Note that these are guidelines, and exceptions may be made where appropriate.
Running Custom Ansible Playbooks¶
Run one or more custom ansible playbooks:
(kayobe) $ kayobe playbook run <playbook>[ <playbook>...]
Playbooks do not by default have access to the Kayobe playbook group variables, filter plugins, and test plugins, since these are relative to the current playbook’s directory. This can be worked around by creating symbolic links to the Kayobe repository from the Kayobe configuration.
Packaging Custom Playbooks With Configuration¶
The kayobe project encourages its users to manage configuration for a cloud using version control, based on the kayobe-config repository. Storing custom Ansible playbooks in this repository makes a lot of sense, and kayobe has special support for this.

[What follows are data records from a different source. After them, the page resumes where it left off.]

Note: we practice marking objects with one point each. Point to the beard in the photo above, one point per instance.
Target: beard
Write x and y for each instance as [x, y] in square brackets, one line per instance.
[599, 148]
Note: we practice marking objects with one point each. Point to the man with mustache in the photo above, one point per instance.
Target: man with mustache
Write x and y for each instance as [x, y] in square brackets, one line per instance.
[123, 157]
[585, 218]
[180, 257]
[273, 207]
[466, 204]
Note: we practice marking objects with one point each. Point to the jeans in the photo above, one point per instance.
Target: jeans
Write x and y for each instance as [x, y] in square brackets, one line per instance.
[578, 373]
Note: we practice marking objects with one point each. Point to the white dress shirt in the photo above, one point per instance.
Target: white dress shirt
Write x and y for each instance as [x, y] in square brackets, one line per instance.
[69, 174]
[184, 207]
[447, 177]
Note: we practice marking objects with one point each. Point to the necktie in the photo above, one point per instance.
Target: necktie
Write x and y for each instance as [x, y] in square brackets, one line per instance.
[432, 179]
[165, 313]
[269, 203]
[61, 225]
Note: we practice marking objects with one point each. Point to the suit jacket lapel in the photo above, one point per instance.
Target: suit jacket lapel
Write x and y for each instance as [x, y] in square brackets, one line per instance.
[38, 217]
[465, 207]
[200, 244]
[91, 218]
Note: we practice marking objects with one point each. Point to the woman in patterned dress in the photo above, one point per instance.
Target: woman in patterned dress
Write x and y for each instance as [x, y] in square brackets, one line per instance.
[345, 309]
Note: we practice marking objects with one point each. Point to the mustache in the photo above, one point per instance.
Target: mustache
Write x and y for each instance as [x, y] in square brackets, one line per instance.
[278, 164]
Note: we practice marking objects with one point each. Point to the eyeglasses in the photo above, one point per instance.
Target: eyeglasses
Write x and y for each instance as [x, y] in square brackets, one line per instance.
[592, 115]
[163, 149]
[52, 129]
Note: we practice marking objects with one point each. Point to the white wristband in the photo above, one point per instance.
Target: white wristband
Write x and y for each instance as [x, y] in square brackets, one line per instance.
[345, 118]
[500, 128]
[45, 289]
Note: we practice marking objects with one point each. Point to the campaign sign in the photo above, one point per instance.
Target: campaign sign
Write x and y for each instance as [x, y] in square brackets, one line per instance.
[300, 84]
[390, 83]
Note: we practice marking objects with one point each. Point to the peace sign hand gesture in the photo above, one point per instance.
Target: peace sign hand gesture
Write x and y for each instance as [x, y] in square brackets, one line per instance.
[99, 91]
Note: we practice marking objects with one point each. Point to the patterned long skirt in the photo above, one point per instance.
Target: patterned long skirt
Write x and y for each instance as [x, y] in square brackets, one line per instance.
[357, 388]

It is recommended to store custom playbooks in
$KAYOBE_CONFIG_PATH/ansible/
. It is also possible to use the following
subdirectories, and since the Zed 13.0.0 release these will be available to all
Kayobe playbook executions.
roles
collections
action_plugins
filter_plugins
test_plugins
Note that since the Zed 13.0.0 release, it is no longer necessary to create symlinks in order to use Kayobe’s roles, collections or plugins. Existing symlinks may be removed.
Ansible Galaxy¶
Ansible Galaxy provides a means for sharing Ansible roles and collections. Kayobe configuration may provide a Galaxy requirements file that defines roles and collections to be installed from Galaxy. These roles and collections may then be used by custom playbooks.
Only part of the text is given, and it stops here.